7 hours ago
Saturday, March 20, 2010
It's Cerebral Palsy Awareness Day and hello, world, my child is not a tragedy
It's impossible to remember exactly what I thought of cerebral palsy before I had Max. I'm pretty sure I could only picture a person in a wheelchair, but I'm not sure. I didn't know anyone who had it. I had no idea it could be mild, and I certainly had no idea of the complications it could bring.
Then I had a child with cp.
The words "cerebral palsy" sound pretty awful, don't they? They literally mean weakness (palsy) having to do with the brain (cerebral). The condition is caused by an injury to the brain sometime around childbirth. Max lost oxygen during birth, which is what caused the brain damage and resulting cp. Here's a good description of what cerebral palsy means from The Centers for Disease Control, although geez, how old is the photo of that little girl?!

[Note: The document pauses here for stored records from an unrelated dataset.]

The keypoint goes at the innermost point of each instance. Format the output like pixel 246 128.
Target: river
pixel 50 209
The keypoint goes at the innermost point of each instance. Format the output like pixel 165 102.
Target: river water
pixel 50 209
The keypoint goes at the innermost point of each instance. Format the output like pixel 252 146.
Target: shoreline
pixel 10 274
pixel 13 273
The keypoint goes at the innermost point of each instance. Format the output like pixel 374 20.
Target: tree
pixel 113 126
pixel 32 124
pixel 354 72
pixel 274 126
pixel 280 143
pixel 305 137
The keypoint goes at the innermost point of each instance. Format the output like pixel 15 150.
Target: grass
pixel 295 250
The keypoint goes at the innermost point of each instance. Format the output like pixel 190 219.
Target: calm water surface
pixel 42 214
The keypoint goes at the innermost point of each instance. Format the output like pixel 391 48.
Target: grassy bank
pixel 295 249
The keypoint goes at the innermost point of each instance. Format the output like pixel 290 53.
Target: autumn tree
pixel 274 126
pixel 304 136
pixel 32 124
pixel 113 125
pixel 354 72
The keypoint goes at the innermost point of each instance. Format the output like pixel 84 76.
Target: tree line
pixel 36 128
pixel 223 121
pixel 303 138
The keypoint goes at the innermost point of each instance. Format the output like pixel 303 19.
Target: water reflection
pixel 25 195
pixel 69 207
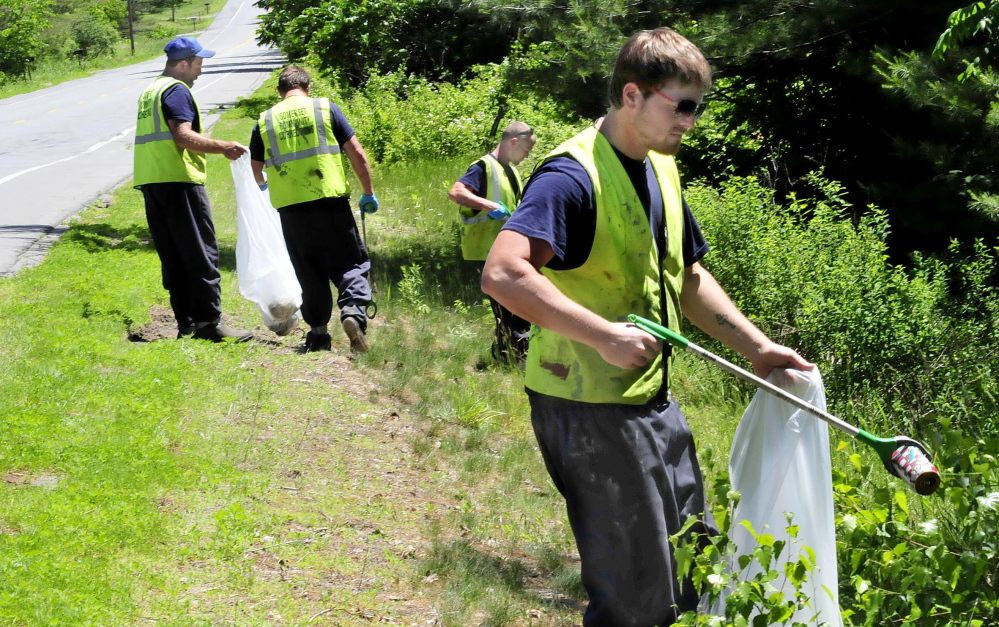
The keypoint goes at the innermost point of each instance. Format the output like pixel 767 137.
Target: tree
pixel 95 34
pixel 971 23
pixel 21 24
pixel 435 39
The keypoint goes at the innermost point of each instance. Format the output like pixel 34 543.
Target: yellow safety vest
pixel 621 276
pixel 478 232
pixel 303 160
pixel 158 158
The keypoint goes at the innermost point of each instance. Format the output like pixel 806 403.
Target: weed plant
pixel 197 484
pixel 153 30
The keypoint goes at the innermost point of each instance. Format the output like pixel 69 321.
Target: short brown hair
pixel 293 77
pixel 517 129
pixel 650 58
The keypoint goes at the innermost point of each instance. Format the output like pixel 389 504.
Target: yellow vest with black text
pixel 302 158
pixel 478 232
pixel 621 276
pixel 158 158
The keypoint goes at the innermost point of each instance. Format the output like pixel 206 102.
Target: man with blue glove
pixel 487 194
pixel 296 153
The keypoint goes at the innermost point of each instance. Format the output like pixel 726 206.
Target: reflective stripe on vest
pixel 301 163
pixel 621 275
pixel 478 232
pixel 158 158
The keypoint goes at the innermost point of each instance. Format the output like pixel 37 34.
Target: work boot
pixel 218 332
pixel 352 327
pixel 316 342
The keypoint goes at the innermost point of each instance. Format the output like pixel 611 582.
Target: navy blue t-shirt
pixel 475 178
pixel 559 208
pixel 342 131
pixel 178 104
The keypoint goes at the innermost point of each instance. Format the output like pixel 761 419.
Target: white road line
pixel 96 146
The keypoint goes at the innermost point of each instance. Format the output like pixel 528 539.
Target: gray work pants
pixel 630 478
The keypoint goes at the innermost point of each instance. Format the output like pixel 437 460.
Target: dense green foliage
pixel 906 344
pixel 21 23
pixel 901 351
pixel 801 85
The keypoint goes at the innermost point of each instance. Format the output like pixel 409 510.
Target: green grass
pixel 188 483
pixel 152 32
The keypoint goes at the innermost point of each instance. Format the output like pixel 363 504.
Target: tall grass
pixel 57 64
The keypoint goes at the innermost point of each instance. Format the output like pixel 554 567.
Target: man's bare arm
pixel 258 171
pixel 462 195
pixel 187 138
pixel 512 277
pixel 706 304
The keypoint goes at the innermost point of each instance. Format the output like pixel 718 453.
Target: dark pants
pixel 324 246
pixel 512 334
pixel 630 478
pixel 180 221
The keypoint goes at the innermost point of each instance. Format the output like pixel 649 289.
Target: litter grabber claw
pixel 903 457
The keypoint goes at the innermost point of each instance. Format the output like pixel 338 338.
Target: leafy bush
pixel 901 346
pixel 407 118
pixel 931 562
pixel 95 34
pixel 21 25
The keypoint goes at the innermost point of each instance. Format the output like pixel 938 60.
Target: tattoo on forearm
pixel 724 321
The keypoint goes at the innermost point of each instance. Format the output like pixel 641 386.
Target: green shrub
pixel 928 562
pixel 401 118
pixel 897 346
pixel 95 34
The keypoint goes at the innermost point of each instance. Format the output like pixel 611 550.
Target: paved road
pixel 62 147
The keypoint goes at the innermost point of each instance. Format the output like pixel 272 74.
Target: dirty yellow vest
pixel 302 158
pixel 158 158
pixel 621 276
pixel 478 232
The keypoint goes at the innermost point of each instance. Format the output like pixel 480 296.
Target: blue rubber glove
pixel 500 213
pixel 368 204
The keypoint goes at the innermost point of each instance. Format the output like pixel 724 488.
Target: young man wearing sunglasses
pixel 603 231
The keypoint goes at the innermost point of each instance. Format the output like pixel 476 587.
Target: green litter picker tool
pixel 903 457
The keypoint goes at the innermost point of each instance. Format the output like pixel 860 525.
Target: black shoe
pixel 358 343
pixel 219 332
pixel 317 342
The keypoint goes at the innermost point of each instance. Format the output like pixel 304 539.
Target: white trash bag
pixel 266 276
pixel 780 463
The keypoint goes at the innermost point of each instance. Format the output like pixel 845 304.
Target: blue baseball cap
pixel 183 47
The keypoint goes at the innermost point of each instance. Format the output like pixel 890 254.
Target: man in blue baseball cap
pixel 170 170
pixel 184 47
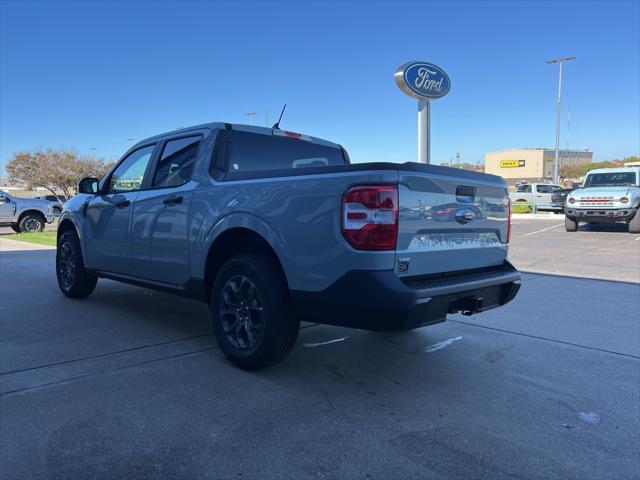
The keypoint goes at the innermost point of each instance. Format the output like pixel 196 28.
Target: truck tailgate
pixel 449 220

Having cp basically means your brain doesn't send the right signals to your muscles, so they can be messed up (to use the medical terminology). There are four kinds of cerebral palsy: spastic, athetoid, ataxic and mixed. Max has spastic four-quad cp (another lovely sounding term), so he has increased tightness in all four limbs, as well as his feet, torso and jaw.
I was shocked to discover just how much the cp messed with Max's ability to eat; the tongue, as it turns out, is one of the body's most hard-working muscles. Chewing and swallowing require all sorts of intricate movements that may not come easily to someone with cp. Max sure does love to eat, but food and liquid dribble out. The other main way cp affects him is that he has a fair amount of trouble using his hands. Manual dexterity is a challenge, particularly in his right hand (the brain damage is worse on the left side of his brain). His arms are tight, so swimming is not yet possible. And he cannot speak clearly, because of tongue challenges and because his brain isn't sending his mouth the right signals. He also has cognitive delays.

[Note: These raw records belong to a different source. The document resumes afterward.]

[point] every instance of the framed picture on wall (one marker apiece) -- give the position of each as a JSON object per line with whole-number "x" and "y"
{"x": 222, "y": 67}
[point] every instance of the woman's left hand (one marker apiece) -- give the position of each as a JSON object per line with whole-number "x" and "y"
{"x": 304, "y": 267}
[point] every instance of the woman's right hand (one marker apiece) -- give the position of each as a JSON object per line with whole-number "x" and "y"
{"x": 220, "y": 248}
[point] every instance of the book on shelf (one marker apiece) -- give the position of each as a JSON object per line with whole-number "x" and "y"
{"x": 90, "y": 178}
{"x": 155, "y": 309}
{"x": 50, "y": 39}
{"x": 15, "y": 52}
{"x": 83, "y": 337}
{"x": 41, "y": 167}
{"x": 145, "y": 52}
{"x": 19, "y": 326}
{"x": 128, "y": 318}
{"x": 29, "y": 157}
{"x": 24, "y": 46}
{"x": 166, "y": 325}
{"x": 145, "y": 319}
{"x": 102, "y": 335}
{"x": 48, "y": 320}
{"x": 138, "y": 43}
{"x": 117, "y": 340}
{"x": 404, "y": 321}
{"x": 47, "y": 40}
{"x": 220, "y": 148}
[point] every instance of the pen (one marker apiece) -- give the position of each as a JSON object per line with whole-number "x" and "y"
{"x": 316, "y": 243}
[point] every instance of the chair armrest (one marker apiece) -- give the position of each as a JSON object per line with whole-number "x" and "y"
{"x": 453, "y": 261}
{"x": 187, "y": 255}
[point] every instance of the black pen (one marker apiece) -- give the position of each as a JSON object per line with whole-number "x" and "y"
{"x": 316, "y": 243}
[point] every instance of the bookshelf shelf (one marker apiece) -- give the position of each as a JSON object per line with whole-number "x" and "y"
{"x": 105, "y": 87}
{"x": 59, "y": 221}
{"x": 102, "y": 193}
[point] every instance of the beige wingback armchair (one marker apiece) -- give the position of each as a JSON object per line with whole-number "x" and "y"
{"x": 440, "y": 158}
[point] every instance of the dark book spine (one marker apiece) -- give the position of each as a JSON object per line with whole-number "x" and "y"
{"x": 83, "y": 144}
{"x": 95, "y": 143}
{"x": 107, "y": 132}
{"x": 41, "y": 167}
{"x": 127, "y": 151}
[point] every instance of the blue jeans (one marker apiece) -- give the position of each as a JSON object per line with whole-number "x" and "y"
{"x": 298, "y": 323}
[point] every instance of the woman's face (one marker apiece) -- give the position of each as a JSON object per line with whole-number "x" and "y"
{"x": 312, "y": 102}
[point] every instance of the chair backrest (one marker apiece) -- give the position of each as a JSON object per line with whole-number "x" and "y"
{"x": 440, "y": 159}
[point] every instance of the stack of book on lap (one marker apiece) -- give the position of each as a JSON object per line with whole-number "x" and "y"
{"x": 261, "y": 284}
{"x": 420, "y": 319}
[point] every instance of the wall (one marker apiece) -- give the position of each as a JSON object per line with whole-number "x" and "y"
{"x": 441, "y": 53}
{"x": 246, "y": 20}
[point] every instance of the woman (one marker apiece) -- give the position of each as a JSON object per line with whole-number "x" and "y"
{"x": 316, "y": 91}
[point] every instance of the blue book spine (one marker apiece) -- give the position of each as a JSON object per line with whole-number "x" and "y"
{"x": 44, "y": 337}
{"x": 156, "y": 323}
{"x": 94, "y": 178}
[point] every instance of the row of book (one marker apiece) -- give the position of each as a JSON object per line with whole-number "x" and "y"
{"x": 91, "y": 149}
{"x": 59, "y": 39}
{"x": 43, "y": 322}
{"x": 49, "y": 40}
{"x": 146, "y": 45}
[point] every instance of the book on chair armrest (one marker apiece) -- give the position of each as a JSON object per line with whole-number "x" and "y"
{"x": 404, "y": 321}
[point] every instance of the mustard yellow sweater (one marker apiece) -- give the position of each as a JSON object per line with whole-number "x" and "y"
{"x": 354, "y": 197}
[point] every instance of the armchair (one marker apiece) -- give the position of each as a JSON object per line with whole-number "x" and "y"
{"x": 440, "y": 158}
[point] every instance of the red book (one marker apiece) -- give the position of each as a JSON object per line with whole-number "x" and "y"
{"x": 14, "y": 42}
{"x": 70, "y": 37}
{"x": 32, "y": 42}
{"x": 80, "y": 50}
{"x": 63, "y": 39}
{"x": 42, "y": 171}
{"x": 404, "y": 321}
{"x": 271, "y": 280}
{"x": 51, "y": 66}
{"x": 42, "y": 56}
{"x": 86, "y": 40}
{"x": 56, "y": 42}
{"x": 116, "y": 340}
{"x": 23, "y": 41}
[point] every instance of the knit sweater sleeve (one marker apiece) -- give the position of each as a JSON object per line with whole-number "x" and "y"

So there's all the crappy stuff, and then there's the reality of Max. He is a really bright kid who's well aware of what's happening in this world (and who never lets his little sister put one over on him). He likes to learn, and picks up things quickly. The cp hasn't prevented him from walking or riding a bike. The cp hasn't prevented him from playing with trucks, coloring, downing ice-cream or doing all the other stuff little kids love to do. The cp has not affected his incredible determination, his spirit, his sunny disposition, his sense of humor, his fantastic attitude. Max doesn't yet know he has cerebral palsy. Someday, he will, but I'm not concerned it will change his perspective on who he is.

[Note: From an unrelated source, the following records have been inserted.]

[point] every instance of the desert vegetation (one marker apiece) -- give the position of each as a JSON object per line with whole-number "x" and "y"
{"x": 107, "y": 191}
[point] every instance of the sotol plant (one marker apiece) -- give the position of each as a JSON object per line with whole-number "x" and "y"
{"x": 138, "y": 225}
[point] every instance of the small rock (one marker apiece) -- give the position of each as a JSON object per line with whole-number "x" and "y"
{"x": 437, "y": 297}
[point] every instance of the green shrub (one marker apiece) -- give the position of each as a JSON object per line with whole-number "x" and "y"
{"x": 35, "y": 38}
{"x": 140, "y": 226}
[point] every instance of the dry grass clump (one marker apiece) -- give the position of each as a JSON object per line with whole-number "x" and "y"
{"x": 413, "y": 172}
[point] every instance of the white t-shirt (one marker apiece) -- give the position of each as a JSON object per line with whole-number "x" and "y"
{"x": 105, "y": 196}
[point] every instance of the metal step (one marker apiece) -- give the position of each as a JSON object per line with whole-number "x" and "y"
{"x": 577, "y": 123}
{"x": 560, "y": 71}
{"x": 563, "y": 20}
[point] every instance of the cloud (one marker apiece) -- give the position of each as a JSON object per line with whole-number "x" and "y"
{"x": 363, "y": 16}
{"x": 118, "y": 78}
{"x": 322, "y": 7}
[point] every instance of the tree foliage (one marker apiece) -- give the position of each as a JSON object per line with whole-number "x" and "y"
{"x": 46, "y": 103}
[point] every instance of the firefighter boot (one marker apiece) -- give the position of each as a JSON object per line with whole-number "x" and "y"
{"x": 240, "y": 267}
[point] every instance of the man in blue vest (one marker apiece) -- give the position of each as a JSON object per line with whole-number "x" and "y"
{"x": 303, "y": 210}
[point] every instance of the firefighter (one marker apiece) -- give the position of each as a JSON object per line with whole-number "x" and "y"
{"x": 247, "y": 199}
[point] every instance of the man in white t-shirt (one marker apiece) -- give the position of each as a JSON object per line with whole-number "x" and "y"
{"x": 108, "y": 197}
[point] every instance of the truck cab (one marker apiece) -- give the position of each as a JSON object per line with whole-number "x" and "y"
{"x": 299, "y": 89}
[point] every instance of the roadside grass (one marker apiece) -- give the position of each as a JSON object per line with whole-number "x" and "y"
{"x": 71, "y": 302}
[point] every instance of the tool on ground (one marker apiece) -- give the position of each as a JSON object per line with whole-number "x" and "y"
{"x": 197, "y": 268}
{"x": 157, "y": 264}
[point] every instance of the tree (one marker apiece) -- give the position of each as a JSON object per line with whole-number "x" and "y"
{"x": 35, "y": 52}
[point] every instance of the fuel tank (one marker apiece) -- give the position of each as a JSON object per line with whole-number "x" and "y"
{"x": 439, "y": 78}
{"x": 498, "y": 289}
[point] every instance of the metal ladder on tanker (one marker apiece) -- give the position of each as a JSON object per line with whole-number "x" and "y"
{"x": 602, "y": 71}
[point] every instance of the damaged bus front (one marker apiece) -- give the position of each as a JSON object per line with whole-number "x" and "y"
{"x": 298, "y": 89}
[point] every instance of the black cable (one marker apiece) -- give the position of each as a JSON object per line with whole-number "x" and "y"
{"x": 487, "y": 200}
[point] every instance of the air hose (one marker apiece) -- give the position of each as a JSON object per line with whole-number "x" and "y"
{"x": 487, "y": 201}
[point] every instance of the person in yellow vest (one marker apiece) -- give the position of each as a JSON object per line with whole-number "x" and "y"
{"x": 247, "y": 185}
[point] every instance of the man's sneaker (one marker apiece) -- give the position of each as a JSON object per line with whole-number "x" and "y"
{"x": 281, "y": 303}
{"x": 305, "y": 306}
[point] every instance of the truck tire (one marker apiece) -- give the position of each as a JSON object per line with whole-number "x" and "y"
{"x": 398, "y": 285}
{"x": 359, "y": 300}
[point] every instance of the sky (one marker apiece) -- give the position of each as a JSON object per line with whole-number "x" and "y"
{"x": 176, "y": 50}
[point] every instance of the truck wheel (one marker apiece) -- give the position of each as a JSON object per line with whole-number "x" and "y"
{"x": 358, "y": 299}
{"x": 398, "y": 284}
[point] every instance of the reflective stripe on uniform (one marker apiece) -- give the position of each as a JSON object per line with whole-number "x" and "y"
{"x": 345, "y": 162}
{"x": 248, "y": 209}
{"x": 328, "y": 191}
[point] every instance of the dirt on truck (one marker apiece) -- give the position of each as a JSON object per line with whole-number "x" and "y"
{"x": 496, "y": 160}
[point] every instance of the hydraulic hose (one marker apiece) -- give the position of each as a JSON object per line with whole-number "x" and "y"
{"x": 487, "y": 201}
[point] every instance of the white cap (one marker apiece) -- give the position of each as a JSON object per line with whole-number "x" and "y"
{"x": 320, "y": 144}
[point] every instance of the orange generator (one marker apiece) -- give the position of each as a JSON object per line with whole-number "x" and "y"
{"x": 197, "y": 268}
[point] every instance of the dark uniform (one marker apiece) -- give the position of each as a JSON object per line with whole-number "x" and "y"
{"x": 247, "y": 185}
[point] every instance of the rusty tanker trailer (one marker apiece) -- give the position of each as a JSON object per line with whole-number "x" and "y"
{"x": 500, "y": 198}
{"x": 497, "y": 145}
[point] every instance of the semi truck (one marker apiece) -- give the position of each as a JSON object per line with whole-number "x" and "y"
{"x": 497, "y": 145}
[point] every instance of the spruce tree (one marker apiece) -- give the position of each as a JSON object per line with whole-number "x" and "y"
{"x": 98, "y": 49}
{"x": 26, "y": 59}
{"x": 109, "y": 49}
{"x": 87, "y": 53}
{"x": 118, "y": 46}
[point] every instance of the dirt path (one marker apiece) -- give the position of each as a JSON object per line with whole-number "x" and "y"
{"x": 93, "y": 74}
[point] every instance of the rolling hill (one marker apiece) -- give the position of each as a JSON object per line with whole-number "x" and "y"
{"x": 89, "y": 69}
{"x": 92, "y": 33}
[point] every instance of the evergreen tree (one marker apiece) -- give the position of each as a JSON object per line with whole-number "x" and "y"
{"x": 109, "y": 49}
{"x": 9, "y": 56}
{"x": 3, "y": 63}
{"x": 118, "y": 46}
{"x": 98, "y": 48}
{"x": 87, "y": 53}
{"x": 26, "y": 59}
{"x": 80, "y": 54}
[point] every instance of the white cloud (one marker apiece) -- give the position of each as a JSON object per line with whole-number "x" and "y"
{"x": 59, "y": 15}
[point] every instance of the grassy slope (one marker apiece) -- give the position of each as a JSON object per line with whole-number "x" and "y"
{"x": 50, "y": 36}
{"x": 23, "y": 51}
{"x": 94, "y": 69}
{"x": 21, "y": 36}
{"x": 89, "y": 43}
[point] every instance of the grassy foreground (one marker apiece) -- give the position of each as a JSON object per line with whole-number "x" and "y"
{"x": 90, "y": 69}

If you don't have a child with disabilities, the cerebral palsy may seem like a tragedy to you. I'm here to say, it isn't. Do I wish he didn't have it? Of course I do. But do I wish that I didn't have a temper? Yes. Do I wish that Dave didn't have such trouble listening? Yeah. Do I wish that Sabrina was more patient? Yes. We all have our weaknesses, and while Max's may be more involved and more obvious, they're part of who he is.
Cerebral palsy has not defined his life.